According to the charter, the gift was made by Haimo Dapifer (died. c.1100), the sheriff of Kent (1077 until his death), royal steward of both William I (‘the Conqueror’, reigned 1066-1087) and his son William II (‘Rufus’, reigned 1087-1100). It is unclear which King William is (purportedly) doing the granting in this charter.2

It is important to note that in the 1170s a dispute arose between the monks of St Andrew’s and their bishop, Walter, who was not also the prior of the community, as Gundulf had been. Bishop Walter gave the church to Roger, his nephew, but the monks claimed it had been granted to them in proprios usus, ‘for their own use’ (Flight, p. 219, n. 7). As Gundulf was both bishop and prior, this seems quite a reasonable claim: documents in Textus Roffensis demonstrate that the livelihood of his brothers was of utmost importance to Gundulf. Since Domesday confirms the bishop held the church, he as monk would have benefitted from the income generated from it, and so would have his fellow monks.

As things turned out, Roger retained the church but acknowledged that it was held from the monks (Flight, p. 219, n. 7, and p. 259, Appendix 3, no. 108).3 It is quite possible this Textus copy of a charter, transcribed and translated below, was fabricated and inserted around the time of the dispute in order to support the claim of the brethren. Sadly, for the monks, the church at Dartford continued to be a bone of contention with another of their bishops, Gilbert (Flight, p. 219 and p. 231, incl. n. 23).


Transcription


181v (select folio number to open facsimile)



De ęcclesia de tarenteford

Willelmus dei gratia rex anglorum.
fidelibus suis francis et anglis salutem.
Sciatis me concessise eam donationem
quam haimo dapifer meus fecit ęcclesię quę
est in tarenteford manerio meo . et filii
ipsius haimonis . Rodbertus . et haimo .
me pręsente concesserunt eandem patris
sui donationem . Testes . Rodbertus
comes mellen .4 Rodbertus comes
de moritolio5 . et alii multi;



Translation


Concerning the Church of Dartford:

William, by the grace of God King of the English, to his faithful, French and English, greetings. Know that I have granted that gift which Haimo my steward has made of the church which is in my manor at Dartford, and the sons of Haimo himself, Robert6 and Haimo, in my presence conceded7 the aforesaid gift of their father. Witnesses, Robert, Count of Meulan8 Robert, Count of Mortain,9 and many others.



Cited Works


Colin Flight, The Bishops and Monks of Rochester 1076-1214 (Maidstone: Kent Archaeological Society, 1997).



Footnotes


1 Dartford | Domesday Book (opendomesday.org)

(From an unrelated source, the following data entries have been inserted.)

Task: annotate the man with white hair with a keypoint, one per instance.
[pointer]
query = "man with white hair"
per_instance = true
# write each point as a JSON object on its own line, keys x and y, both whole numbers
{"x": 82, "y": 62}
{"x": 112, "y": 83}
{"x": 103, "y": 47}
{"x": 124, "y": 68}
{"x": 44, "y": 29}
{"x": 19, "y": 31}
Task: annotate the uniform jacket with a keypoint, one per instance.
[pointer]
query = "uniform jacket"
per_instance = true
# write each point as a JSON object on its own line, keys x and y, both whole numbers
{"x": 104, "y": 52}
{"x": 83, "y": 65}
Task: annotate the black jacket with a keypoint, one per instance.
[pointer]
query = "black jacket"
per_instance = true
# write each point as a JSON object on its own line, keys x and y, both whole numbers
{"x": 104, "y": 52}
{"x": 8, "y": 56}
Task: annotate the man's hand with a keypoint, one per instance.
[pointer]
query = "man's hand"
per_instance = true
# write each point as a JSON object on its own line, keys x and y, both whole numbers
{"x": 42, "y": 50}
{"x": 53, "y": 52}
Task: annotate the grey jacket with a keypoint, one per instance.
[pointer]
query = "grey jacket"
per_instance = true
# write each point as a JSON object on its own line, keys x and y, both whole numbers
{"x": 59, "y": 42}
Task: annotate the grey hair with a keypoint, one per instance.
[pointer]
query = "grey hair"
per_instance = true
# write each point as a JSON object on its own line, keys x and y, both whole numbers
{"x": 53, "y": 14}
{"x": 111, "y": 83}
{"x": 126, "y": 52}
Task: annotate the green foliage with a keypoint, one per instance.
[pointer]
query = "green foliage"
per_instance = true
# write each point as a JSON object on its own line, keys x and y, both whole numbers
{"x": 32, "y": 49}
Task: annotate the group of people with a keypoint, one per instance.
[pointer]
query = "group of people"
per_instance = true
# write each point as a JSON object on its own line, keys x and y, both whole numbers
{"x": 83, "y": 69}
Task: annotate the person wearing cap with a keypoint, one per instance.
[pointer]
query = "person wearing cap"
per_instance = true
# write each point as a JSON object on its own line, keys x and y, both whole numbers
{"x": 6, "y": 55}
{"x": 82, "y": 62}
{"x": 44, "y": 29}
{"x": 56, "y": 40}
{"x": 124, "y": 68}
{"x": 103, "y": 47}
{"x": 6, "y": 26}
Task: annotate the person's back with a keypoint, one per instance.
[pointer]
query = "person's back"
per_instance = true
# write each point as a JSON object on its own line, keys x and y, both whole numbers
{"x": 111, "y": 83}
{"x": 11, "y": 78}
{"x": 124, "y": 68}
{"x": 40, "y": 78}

2 British History Online states it was William I: Parishes: Dartford | British History Online (british-history.ac.uk)

3 In Appendix 3, Flight lists a document (no. 108) which relates the settling of the Dartford church dispute by the bishop of Winchester and Baldwin, abbot of Ford, dating this document to c. 1170-c1180; he notes the document is not extant but is mentioned in the fourteenth-century Registrum temporalium.

4 Punctus mark added. There is an erasure at this point in the manuscript.

5 A scribal error for ‘moritonio’, Mortain.

6 Aka, Robert fitz Haimo (or, Fitzhamon), died 1107; he is a character in the Haddenham narrative, for which see Bishop Gundulf builds Rochester Castle for the king in return for the manor of Haddenham, c.1108-c.1114 AD — Rochester Cathedral.

7 Or ‘granted’. The sense here is that the two sons relinquish any claim to the church of Dartford.

8 Robert de Beaumont, 1st Earl of Leicester, Count of Meulan (c. 1040/1050-1118), a powerful Norman nobleman.

9 Robert, Count of Mortain, 2nd Earl of Cornwall (c. 1031-c.1095), half-brother (on their mother’s side) of William I, a great landholder in England.